On the vendor side, the big news is Complete Genomics releasing 40 genomes this month and 20 more next month. These include a 17 member 3-generation family from CEPH and two trios. Multiple ethnic groups are represented (Northern European, Italian, Mexican, Chinese, Japanese, Yoruban and two different tribes from Kenya). Their announcement is the first I've heard of their open source toolkit CGATools for accessing their data. Also, the data is not only on their FTP site but made available through a cloud environment called Bionimbus -- something I'll need to look at further.

One final Twitter note: I suspect that none of the vendors who hoped to have their products highlighted at academic talks are happy that most of these talks went tweetless. On the other hand, a lot of companies did not allow tweeting of their own talks, but these were early stage companies who don't yet need sales.

Oh, one tidbit from yesterday I forgot to mention. One group (I think it was Sanger) was doing something with BACs for physical mapping. The one tweet I saw wasn't detailed (are they ever?) -- was this with arrayed BACs or in solution pools that have never been picked? Would be curious to know for something else I'm writing for this space.

One final note -- tried out my Perl code and discovered there is a 100 tweet return limit. So, modified the code to step through to older tweets. Here is the new version which will slurp up to 10K messages (just modify the loop variable max to go even crazier; AGBT is only around 500 right now).
#!/usr/bin/perl
use Net::Twitter::Lite;

my $nt = Net::Twitter::Lite->new(
username => $ENV{'TWITTER_USERNAME'},
password => $ENV{'TWITTER_PASSWORD'}
);

my $queryTerm="#AGBT -RT";
my $searchHash={'q'=>$queryTerm,'rpp'=>200};

my $outCount=0;
my $lineCount=0;
my @statuses=();
for (my $i=0; $i<10; $i++)
{
my $r=$nt->search($searchHash);
last if (scalar(@{$r->{'results'}})==0);
push(@statuses,@{$r->{'results'}});
print "#\t",$i,"\t",$statuses[$#statuses]->{'id'},"\n";
#exit;
$searchHash->{'max_id'}=$statuses[$#statuses]->{'id'}-1;
}

foreach my $status(@statuses)
{
my $origText=$status->{'text'};
$lineCount++;
next if ($origText=~/^RT/);
my $text=$origText;
my $url="";
if ($text=~m/(http:[^ ]+)/)
{
$url=$1;
$text=~s/ ?$url//;
}
my @hashes="";
while ($text=~m/ \#([^ ]+)/g)
{
push(@hashes,$1);
}
$text=~s/\ #([^ ]+)//g; $text=~s/ +$//;
print join("\t",$status->{'created_at'},$status->{'from_user'},$url,join(',',grep(/[a-z]/i,@hashes)),
$text),"\n";
$outCount++;
}
print STDERR "Done! $outCount/$lineCount output\n";


1 comment:

Rick said...

"... Also an interesting stat: Broad apparently devotes 42 CPUs to processing data from each HiSeq. YIKES!..."

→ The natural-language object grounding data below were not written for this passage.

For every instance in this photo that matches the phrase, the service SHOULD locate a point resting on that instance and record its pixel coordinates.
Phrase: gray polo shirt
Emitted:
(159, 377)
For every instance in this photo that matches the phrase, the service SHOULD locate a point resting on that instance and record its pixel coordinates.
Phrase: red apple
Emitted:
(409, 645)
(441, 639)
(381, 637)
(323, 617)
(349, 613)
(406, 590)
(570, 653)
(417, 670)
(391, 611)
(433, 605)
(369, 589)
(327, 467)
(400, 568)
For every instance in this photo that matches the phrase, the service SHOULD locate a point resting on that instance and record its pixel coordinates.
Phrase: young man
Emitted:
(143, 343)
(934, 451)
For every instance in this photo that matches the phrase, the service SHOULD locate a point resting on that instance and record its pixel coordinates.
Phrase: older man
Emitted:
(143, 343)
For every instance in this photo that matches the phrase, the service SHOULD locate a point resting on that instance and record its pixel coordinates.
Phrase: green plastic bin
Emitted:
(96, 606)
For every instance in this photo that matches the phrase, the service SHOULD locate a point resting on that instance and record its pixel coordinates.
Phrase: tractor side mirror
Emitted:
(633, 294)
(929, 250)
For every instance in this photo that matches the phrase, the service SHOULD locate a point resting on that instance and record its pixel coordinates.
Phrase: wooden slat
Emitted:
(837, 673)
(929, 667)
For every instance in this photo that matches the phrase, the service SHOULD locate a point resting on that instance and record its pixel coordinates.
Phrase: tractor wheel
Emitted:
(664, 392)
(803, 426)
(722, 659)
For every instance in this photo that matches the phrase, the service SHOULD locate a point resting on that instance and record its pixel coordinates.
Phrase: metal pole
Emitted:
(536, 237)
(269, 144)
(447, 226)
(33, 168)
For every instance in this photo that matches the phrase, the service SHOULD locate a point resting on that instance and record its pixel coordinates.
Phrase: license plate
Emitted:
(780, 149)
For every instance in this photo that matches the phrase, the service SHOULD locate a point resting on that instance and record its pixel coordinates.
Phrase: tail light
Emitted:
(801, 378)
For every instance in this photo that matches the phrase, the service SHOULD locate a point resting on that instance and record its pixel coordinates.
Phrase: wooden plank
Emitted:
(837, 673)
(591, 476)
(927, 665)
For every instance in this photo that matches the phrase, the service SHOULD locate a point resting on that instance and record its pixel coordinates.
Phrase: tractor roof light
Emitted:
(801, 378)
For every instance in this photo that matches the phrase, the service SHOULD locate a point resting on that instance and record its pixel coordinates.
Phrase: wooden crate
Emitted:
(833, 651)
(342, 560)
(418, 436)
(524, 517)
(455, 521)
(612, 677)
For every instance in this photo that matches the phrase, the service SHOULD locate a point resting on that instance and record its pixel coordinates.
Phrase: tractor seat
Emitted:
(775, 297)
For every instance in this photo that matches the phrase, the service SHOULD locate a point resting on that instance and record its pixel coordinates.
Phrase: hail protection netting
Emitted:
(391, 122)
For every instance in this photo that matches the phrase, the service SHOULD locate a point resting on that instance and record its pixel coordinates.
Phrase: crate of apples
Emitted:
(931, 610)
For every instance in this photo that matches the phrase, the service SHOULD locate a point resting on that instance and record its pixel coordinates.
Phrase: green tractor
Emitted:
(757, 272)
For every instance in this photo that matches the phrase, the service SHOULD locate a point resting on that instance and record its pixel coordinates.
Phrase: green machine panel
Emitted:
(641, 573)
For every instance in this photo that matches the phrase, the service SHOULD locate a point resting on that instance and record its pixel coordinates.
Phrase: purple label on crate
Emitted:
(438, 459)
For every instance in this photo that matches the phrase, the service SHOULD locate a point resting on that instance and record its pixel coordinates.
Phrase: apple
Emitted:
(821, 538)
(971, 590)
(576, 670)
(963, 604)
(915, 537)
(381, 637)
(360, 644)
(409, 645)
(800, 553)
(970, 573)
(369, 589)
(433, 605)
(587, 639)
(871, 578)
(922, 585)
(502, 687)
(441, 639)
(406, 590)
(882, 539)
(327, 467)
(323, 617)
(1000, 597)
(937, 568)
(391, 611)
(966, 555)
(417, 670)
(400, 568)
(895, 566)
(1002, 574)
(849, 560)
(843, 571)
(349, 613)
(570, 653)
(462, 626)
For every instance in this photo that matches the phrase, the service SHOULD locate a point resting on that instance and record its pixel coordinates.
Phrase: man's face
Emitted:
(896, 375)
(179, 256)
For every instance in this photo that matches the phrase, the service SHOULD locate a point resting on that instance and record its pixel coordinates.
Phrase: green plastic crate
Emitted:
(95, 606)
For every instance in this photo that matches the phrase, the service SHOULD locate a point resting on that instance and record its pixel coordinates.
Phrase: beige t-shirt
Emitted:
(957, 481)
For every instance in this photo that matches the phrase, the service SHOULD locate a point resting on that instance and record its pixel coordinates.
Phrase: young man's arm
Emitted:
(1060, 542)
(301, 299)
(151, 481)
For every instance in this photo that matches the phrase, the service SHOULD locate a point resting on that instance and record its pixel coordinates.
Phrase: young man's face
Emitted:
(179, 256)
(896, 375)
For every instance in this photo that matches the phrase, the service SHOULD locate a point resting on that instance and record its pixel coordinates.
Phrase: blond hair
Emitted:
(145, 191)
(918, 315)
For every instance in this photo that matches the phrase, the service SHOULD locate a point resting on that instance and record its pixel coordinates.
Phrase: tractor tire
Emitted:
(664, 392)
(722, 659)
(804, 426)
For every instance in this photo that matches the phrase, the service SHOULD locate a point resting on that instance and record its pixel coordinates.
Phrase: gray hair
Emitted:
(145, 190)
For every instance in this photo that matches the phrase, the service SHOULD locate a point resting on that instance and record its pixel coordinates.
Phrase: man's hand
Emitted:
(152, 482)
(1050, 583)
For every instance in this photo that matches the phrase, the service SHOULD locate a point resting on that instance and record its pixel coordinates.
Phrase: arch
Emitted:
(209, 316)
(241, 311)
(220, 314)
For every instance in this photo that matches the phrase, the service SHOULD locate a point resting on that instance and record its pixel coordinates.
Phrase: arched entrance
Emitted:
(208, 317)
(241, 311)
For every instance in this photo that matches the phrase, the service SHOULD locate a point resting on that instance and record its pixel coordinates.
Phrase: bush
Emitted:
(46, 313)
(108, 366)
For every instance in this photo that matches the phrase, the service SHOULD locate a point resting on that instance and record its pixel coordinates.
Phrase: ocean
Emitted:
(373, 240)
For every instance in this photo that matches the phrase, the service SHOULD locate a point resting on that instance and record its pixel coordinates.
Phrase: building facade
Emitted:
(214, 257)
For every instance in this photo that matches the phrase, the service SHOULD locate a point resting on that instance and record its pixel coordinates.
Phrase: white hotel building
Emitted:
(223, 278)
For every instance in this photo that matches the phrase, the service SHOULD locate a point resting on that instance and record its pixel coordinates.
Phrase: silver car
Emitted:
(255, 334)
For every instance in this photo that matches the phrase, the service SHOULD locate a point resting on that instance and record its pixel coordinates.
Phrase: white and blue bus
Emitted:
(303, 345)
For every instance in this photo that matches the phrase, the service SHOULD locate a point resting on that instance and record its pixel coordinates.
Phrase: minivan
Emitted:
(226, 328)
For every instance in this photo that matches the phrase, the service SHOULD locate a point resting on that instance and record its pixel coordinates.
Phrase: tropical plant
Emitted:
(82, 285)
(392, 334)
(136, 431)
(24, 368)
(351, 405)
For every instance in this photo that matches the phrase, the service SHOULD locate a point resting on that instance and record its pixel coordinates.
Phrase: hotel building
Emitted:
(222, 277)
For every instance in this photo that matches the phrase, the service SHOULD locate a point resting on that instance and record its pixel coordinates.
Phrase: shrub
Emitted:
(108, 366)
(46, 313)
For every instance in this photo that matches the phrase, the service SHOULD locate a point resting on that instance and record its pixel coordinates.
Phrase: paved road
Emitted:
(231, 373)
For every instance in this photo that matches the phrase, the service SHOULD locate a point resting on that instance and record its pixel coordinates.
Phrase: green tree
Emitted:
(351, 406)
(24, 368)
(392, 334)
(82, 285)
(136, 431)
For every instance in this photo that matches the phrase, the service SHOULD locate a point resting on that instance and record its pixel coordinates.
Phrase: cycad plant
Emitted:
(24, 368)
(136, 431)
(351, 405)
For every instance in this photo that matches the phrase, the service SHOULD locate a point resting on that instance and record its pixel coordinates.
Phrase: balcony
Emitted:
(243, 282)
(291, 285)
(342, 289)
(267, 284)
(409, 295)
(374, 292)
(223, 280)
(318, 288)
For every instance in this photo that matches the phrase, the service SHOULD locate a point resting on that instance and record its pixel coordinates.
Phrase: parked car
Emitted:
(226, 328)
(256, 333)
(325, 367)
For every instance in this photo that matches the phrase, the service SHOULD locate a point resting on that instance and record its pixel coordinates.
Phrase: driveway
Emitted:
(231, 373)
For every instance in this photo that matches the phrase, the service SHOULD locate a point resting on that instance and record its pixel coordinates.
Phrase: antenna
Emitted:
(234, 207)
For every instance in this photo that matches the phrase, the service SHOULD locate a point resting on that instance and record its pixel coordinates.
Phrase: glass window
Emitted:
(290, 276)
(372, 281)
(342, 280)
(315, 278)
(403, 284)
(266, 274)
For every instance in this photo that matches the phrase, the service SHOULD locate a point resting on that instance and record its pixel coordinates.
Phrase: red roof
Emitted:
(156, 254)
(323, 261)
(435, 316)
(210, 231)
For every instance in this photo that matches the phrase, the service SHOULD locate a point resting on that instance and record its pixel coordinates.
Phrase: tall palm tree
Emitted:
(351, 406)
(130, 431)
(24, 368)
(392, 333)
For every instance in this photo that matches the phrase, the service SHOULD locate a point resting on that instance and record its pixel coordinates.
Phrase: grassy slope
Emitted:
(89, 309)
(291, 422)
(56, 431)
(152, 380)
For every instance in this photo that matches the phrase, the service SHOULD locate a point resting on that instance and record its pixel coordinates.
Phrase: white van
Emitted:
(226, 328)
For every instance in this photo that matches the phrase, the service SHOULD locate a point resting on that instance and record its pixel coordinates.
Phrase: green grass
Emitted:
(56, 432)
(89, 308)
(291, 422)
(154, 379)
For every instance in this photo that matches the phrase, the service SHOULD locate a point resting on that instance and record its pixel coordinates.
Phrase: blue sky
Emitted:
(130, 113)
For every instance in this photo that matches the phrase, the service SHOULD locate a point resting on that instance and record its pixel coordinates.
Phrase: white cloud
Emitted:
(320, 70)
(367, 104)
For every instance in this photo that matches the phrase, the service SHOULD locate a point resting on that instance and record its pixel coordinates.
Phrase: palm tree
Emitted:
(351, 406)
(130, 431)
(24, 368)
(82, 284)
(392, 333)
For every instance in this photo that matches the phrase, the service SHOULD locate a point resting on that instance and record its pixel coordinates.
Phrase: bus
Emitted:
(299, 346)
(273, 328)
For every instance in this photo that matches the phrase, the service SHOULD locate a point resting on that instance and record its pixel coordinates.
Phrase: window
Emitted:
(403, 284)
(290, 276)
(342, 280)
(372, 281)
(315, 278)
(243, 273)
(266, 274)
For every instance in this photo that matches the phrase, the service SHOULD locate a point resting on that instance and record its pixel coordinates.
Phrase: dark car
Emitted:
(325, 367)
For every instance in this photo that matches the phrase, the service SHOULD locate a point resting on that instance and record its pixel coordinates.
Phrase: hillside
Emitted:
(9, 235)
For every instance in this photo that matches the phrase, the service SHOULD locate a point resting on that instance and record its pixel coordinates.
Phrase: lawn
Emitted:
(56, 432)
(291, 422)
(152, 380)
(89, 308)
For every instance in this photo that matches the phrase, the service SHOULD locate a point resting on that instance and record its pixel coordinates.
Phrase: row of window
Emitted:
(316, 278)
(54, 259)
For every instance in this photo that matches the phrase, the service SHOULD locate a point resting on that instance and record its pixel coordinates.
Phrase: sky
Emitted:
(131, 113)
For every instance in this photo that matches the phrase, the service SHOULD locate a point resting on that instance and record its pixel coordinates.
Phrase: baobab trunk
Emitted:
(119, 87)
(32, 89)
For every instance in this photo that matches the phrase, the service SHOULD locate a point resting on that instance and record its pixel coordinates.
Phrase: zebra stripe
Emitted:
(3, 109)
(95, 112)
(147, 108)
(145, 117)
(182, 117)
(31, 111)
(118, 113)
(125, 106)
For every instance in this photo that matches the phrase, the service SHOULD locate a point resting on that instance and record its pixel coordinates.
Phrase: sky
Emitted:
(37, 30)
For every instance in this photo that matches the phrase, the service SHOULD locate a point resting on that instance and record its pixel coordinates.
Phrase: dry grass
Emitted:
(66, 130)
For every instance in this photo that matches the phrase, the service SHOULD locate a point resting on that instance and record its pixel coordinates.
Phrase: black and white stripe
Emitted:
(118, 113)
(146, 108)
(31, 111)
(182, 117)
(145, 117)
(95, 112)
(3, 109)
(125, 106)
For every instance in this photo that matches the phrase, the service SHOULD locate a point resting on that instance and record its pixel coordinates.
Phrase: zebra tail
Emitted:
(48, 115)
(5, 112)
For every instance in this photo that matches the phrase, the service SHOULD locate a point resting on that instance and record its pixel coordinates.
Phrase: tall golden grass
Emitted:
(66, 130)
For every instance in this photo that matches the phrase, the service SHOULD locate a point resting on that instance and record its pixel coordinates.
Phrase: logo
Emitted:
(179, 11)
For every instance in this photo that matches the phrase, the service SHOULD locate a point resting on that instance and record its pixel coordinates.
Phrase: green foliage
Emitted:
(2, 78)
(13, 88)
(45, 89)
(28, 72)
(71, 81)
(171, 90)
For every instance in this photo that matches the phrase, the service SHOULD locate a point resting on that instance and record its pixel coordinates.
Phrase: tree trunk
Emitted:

Assuming you are talking about CPU/cores instead of actual computers, 42 CPUs doesn't sound like a "YIKES!" moment to me.

We don't have an HiSeq (will have a HiScan soon) but do have a SOLiD. I regularly grab 5 or so of our 16-CPU nodes for secondary processing -- say 80 CPUs. Our newest nodes are 24-CPU boxes with 96 or 192 GB memory. Cost of those is $4,500 and $12,300 respectively (which includes power costs and maintenance for 5 years). So in terms of both cost and need, 42 CPUs is ho-hum. :-) What is much more costly is fast and large storage. Having 40-80 CPUs reading/writing 10Gb/s to the same disk at the same time can bring a lot of storage solutions to their knees.

PS: I am enjoying your summary of the tweets.